Microvillous Inclusion Disease

Microvillous inclusion disease is a rare inherited intestinal disorder that causes severe, life-threatening diarrhea in infants, typically beginning within hours or days after birth. The disease affects the cells lining the small intestine, making it impossible for the body to absorb nutrients and fluids from food.

Table of contents

• What is microvillous inclusion disease?
• Disease identification codes
• Other names for this condition
• Associated anatomy
• Symptoms and clinical presentation
• Causes and inheritance
• How the disease is diagnosed
• Treatment and management
• How common is the disease

What is microvillous inclusion disease?

Microvillous inclusion disease (MVID) is a rare genetic disease of the intestine that causes severe diarrhea and an inability to absorb nutrients^[1]. It is characterized by chronic, watery, life-threatening diarrhea typically beginning in the first hours to days of life^[2]. The disease is one of a group of disorders called congenital diarrheas, meaning it is present from birth^[1].

In MVID, the surface of the cells that line the intestine does not develop normally^[1]. These cells, called enterocytes, are normally covered with tiny finger-like structures called microvilli. These microvilli greatly increase the surface area of the cells, allowing them to absorb nutrients and fluids efficiently as food passes through the intestine^[2]. In children with MVID, the microvilli are either absent, malformed, or not fully developed^[11]. This means the absorption step of digestion is essentially skipped, causing severe problems^[20].

A distinctive feature of MVID, visible under a special microscope called an electron microscope, is the presence of microvillous inclusion bodies. Inside affected enterocytes, small clumps of abnormal microvilli mix with misplaced digestive proteins to form these inclusions^[2]. These inclusions are the hallmark of the disease and give it its name^[7].

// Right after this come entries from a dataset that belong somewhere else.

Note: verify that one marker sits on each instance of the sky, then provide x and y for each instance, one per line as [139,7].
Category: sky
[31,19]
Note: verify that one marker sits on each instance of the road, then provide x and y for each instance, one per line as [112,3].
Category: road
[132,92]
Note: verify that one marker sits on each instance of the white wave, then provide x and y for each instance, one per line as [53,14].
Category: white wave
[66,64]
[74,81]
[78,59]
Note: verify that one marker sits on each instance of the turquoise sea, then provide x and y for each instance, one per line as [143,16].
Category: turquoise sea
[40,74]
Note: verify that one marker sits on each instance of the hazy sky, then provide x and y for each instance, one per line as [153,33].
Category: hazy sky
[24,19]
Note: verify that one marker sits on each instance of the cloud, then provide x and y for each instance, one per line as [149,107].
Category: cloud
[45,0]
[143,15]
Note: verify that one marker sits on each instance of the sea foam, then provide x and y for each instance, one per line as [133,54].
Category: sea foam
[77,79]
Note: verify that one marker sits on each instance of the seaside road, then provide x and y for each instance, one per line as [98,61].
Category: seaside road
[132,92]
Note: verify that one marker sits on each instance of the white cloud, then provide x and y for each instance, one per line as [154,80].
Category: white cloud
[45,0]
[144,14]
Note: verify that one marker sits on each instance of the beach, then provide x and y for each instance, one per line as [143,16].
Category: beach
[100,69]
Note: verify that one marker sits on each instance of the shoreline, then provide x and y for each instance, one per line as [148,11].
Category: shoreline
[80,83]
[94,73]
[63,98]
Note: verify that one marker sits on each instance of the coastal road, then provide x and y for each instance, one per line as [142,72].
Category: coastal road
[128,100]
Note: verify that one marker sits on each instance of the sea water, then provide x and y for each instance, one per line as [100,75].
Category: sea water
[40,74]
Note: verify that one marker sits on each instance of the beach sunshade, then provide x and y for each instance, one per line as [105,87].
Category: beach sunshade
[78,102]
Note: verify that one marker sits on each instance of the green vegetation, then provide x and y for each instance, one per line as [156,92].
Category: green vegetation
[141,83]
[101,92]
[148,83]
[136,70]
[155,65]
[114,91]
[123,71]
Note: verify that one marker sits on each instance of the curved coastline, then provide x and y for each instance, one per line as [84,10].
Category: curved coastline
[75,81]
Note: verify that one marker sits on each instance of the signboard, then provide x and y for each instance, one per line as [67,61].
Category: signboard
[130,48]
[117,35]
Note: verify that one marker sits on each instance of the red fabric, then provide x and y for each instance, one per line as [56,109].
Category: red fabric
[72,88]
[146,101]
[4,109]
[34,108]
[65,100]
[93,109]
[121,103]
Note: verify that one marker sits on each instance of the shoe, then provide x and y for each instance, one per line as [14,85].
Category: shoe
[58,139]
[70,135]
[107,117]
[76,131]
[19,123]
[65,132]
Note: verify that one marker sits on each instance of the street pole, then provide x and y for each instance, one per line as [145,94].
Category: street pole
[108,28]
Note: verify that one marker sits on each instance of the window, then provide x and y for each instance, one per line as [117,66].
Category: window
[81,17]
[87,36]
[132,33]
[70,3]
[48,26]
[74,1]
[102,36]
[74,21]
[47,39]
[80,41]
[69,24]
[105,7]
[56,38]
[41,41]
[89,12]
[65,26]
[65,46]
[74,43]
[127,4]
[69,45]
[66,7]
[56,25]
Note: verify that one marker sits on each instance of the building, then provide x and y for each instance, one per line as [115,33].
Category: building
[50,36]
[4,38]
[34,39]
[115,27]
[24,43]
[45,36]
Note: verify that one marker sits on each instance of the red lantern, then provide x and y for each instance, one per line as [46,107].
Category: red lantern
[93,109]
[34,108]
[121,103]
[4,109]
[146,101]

Disease identification codes

P78.3
DA90.Y
619445; 251850
C0341306
C537470
7039
10068494
2290

Other names for this condition

Congenital microvillous atrophy, Congenital microvillus atrophy, Congenital enteropathy, Congenital familial protracted diarrhea with enterocyte brush-border abnormalities, Davidson disease, Familial protracted enteropathy, Intractable diarrhea of infancy, Microvillous atrophy, Microvillus atrophy, MVID

Associated anatomy

• Small intestine
• Intestinal epithelial cells (enterocytes)

Symptoms and clinical presentation

Signs of MVID usually show up within hours or days after birth^[1]. However, sometimes the symptoms show up later, around two to four months after birth, and may be less severe^[2]. Two clinical forms of MVID have been described: an early-onset form, developing within hours or days of birth, and a late-onset form, occurring in the first months of life^[4].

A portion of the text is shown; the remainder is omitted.